Todos os cinco clubes entraram em campo ontem para o início das oitavas de final da competição.

E podemos olhar a participação de todos pela ótica dos goleiros, quase todos tiveram papel fundamental no placar do seu time.

Cassio foi o primeiro a entrar em campo, foi o único a jogar fora do Brasil, talvez por isso tenha se sentido abandonado, logo no começo do jogo uma saída errada em um cruzamento quase rendeu o primeiro gol do Guarani.

Porém, ele guardou o melhor (pior na verdade) para o final, melhor nem tanto final assim, eram 15 do segundo tempo quando uma falta de longa distância passou por ele de forma constrangedora.

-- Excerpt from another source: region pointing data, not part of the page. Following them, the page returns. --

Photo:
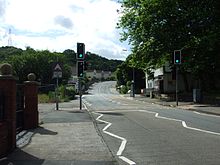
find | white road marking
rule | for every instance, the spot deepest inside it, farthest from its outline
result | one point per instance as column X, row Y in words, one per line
column 127, row 160
column 205, row 114
column 166, row 118
column 123, row 143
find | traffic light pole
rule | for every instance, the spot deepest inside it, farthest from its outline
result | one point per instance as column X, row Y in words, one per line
column 177, row 85
column 80, row 95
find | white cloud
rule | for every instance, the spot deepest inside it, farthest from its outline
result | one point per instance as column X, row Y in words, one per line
column 34, row 23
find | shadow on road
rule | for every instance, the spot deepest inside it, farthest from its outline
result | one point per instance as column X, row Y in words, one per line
column 19, row 157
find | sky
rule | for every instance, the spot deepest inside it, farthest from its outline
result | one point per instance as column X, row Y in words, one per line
column 57, row 25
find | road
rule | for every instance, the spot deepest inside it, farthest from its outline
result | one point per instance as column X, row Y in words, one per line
column 148, row 134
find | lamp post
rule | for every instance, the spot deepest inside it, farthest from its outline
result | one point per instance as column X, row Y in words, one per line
column 132, row 93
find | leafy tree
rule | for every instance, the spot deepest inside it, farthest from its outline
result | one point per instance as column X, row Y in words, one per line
column 155, row 28
column 39, row 62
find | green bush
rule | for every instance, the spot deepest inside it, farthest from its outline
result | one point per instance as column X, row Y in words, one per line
column 70, row 92
column 123, row 89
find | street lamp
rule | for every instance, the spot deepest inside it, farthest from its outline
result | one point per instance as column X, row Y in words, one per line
column 132, row 92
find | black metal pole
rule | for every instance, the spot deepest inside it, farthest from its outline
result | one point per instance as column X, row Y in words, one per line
column 56, row 93
column 133, row 83
column 80, row 95
column 176, row 85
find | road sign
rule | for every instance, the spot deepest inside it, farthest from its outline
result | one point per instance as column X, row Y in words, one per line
column 57, row 67
column 177, row 56
column 57, row 74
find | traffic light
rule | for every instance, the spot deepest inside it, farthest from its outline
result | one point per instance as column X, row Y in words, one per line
column 80, row 51
column 177, row 56
column 80, row 69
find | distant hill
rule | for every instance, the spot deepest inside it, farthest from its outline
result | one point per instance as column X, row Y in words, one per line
column 94, row 61
column 97, row 62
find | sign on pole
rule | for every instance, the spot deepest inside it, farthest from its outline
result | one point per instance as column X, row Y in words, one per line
column 57, row 71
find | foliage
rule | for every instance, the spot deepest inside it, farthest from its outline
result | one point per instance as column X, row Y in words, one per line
column 155, row 28
column 39, row 62
column 125, row 73
column 43, row 98
column 123, row 89
column 96, row 62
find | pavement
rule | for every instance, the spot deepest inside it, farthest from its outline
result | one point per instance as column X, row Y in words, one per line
column 202, row 108
column 65, row 137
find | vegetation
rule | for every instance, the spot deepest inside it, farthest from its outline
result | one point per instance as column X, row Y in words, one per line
column 124, row 76
column 155, row 28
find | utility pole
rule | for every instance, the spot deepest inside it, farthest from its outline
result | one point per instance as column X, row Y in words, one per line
column 80, row 68
column 177, row 62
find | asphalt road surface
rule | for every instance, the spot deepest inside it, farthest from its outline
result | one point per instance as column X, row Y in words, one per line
column 147, row 134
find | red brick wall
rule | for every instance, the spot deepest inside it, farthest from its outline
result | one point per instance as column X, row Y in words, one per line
column 8, row 125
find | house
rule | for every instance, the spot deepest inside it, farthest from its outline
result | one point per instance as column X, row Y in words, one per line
column 164, row 80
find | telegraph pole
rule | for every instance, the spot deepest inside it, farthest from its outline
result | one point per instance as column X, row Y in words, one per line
column 177, row 62
column 80, row 68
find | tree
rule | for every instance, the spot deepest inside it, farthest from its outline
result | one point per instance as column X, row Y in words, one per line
column 155, row 28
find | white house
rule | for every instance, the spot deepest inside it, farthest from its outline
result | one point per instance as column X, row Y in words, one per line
column 164, row 80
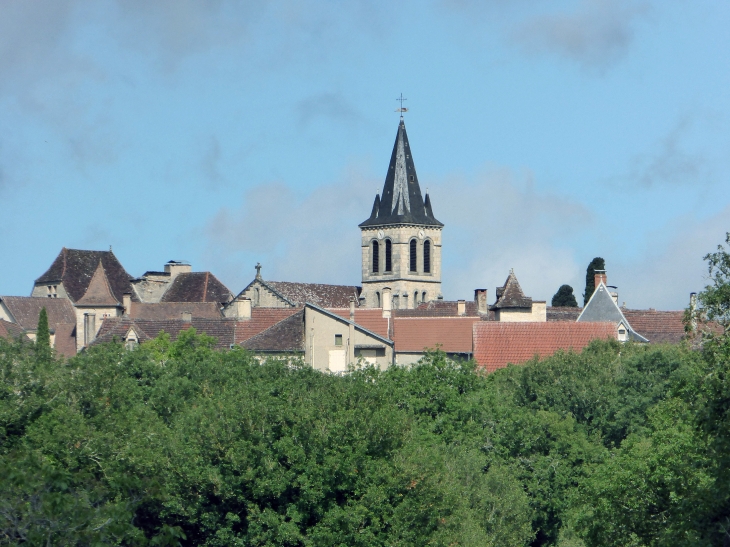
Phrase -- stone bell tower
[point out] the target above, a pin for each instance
(401, 241)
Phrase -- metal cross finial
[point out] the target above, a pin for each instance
(401, 109)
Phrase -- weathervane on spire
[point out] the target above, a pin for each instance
(401, 109)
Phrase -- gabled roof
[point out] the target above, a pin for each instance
(401, 201)
(223, 330)
(99, 292)
(261, 319)
(174, 310)
(286, 336)
(414, 335)
(658, 326)
(497, 344)
(347, 321)
(26, 310)
(371, 319)
(197, 287)
(11, 330)
(75, 268)
(510, 295)
(602, 307)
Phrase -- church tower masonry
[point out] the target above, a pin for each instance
(401, 241)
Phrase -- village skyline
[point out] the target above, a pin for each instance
(230, 134)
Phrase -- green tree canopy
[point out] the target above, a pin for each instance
(596, 264)
(564, 297)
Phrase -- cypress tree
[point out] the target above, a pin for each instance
(596, 264)
(43, 336)
(565, 297)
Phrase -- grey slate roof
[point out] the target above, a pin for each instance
(401, 201)
(602, 308)
(510, 295)
(75, 268)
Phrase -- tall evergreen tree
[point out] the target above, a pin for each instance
(596, 264)
(43, 335)
(565, 297)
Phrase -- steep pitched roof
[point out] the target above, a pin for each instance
(657, 326)
(11, 330)
(497, 344)
(602, 307)
(371, 319)
(286, 336)
(26, 310)
(173, 310)
(401, 202)
(99, 292)
(510, 295)
(197, 287)
(75, 268)
(453, 334)
(326, 296)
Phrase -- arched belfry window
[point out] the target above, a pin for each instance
(413, 256)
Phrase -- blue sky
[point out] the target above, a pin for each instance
(230, 133)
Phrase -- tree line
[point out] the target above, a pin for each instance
(175, 443)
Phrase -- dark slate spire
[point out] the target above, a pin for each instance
(401, 201)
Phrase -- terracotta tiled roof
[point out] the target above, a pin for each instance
(261, 319)
(74, 268)
(27, 309)
(65, 339)
(286, 336)
(510, 295)
(370, 319)
(222, 329)
(560, 313)
(174, 310)
(324, 296)
(197, 287)
(441, 308)
(657, 326)
(497, 344)
(10, 330)
(99, 292)
(453, 334)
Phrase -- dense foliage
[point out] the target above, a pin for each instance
(596, 264)
(174, 443)
(564, 297)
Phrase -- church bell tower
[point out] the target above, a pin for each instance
(401, 241)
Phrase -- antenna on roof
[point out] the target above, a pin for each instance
(401, 109)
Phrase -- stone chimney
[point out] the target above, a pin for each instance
(480, 297)
(387, 301)
(89, 328)
(600, 276)
(174, 268)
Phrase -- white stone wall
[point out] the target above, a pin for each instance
(403, 283)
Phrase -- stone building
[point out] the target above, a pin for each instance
(401, 241)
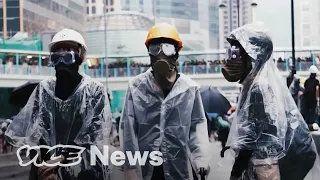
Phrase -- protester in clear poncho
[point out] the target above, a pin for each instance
(163, 112)
(69, 109)
(268, 133)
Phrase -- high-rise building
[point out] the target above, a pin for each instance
(99, 7)
(230, 18)
(37, 16)
(196, 20)
(307, 24)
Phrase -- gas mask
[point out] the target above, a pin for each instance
(236, 67)
(163, 61)
(65, 64)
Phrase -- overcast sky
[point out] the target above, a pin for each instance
(276, 16)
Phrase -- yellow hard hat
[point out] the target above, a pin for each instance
(164, 30)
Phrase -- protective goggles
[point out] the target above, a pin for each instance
(167, 49)
(68, 58)
(233, 53)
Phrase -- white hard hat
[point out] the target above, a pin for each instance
(68, 35)
(313, 69)
(8, 121)
(4, 125)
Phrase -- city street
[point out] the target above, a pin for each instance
(10, 170)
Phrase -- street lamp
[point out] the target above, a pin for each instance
(293, 67)
(106, 43)
(222, 6)
(293, 70)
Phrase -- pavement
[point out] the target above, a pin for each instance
(10, 169)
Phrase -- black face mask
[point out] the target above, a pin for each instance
(165, 70)
(233, 71)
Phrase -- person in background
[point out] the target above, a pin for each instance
(310, 96)
(296, 90)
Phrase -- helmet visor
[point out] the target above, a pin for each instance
(67, 57)
(167, 49)
(233, 53)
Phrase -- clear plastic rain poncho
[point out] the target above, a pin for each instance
(83, 119)
(267, 120)
(176, 125)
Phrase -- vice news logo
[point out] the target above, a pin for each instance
(117, 158)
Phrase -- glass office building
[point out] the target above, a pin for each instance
(38, 16)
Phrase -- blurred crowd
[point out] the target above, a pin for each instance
(10, 61)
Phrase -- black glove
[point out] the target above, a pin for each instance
(203, 172)
(241, 163)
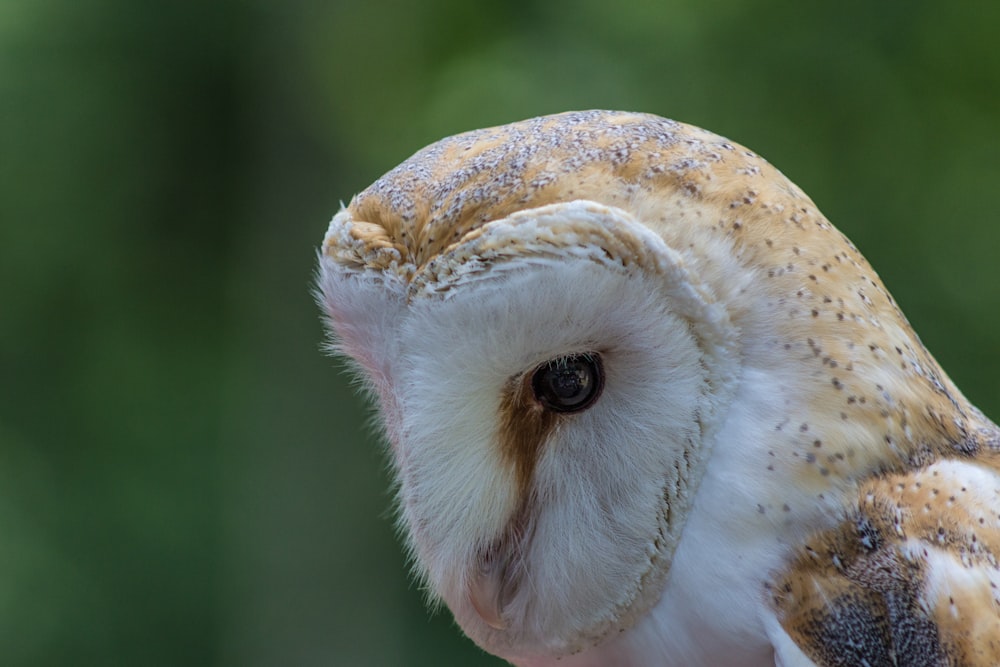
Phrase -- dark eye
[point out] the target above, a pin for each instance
(569, 384)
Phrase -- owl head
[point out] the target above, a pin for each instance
(567, 323)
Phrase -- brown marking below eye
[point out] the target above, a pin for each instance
(524, 426)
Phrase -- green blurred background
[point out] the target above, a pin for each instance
(184, 478)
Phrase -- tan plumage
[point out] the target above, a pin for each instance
(827, 496)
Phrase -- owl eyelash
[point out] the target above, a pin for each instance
(570, 383)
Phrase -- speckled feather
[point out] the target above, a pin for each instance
(877, 478)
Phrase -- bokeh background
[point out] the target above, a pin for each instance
(184, 478)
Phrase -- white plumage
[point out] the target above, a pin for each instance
(646, 406)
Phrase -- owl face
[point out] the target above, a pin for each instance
(608, 349)
(542, 470)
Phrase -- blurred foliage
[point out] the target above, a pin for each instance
(184, 479)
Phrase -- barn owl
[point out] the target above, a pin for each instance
(646, 406)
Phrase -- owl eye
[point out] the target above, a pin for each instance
(569, 384)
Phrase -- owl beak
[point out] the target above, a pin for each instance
(486, 588)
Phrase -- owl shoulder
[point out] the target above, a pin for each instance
(909, 577)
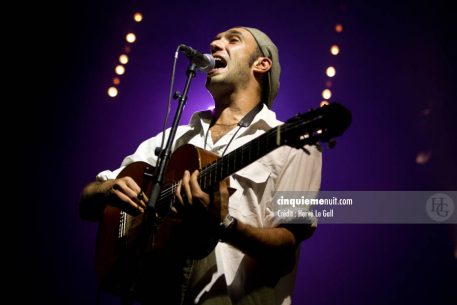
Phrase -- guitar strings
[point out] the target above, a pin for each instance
(207, 169)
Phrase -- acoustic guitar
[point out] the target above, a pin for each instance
(129, 246)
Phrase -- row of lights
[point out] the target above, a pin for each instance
(119, 70)
(331, 71)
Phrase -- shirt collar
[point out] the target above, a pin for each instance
(264, 119)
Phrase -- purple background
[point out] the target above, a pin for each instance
(398, 61)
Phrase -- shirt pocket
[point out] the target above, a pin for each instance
(250, 184)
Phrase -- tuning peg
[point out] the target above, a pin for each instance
(331, 143)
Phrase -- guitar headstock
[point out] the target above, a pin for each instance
(322, 124)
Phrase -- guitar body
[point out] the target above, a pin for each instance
(138, 255)
(129, 245)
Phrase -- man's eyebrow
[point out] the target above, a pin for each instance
(228, 33)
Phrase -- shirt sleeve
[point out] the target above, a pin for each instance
(300, 175)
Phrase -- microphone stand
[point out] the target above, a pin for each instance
(164, 155)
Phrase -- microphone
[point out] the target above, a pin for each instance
(205, 62)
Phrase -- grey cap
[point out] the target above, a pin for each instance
(268, 49)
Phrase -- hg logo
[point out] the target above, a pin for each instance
(440, 207)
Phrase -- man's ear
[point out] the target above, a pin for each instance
(262, 65)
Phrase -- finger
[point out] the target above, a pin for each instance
(135, 192)
(185, 184)
(196, 189)
(126, 199)
(178, 192)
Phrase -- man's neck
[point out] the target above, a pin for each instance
(233, 111)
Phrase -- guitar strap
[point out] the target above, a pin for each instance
(244, 122)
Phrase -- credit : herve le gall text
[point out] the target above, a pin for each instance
(299, 213)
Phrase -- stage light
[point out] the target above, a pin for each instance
(335, 50)
(327, 94)
(138, 17)
(123, 59)
(112, 91)
(330, 71)
(120, 69)
(130, 37)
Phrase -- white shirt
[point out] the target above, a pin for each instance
(284, 169)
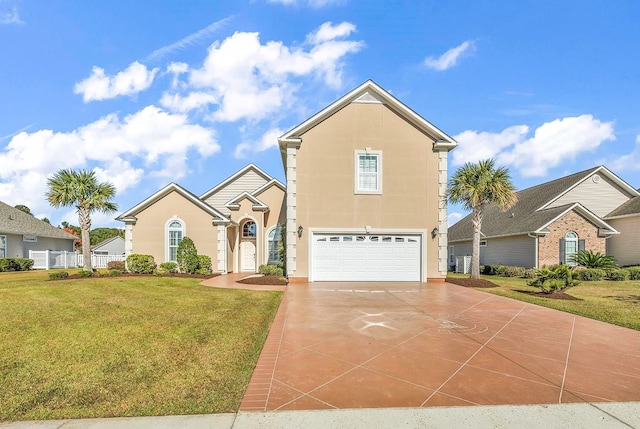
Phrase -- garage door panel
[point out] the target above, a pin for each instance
(347, 257)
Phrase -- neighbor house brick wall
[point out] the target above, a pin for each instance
(549, 245)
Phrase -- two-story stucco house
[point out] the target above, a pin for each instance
(366, 186)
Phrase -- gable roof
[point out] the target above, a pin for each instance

Tudo bem que o time não ajudou nada no restante do tempo, mas Cassio foi peça chave para o Guarani sair do Paraguai com uma boa vantagem.

Depois os outros quatro goleiros entraram em campo, dois no Morumbi e dois no Independência.

E aí, os dois que jogavam fora de casa como Cassio havia acabado de atuar, foram os destaques, mas por garantir ao seu time que o resultado não fosse pior.

Alisson pegou bem demais para o Inter, retardou o máximo possível o empate do Galo e quando não deu mais para evitar, o Galo também não tinha mais tempo para tal.

O mesmo fez Fábio diante de um Morumbi lotado (recorde de público pós Copa), evitou a qualquer custo a vitória tricolor, foram três grandes defesas, no final o ovacionado Centurion ainda conseguiu vencer a barreira Fábio para garantir a vitória são paulina, mas ficou de bom tamanho para a Raposa.

Ceni e Victor não chegaram a ser meros espectadores, mas nem de longe tiveram um dia tão agitado.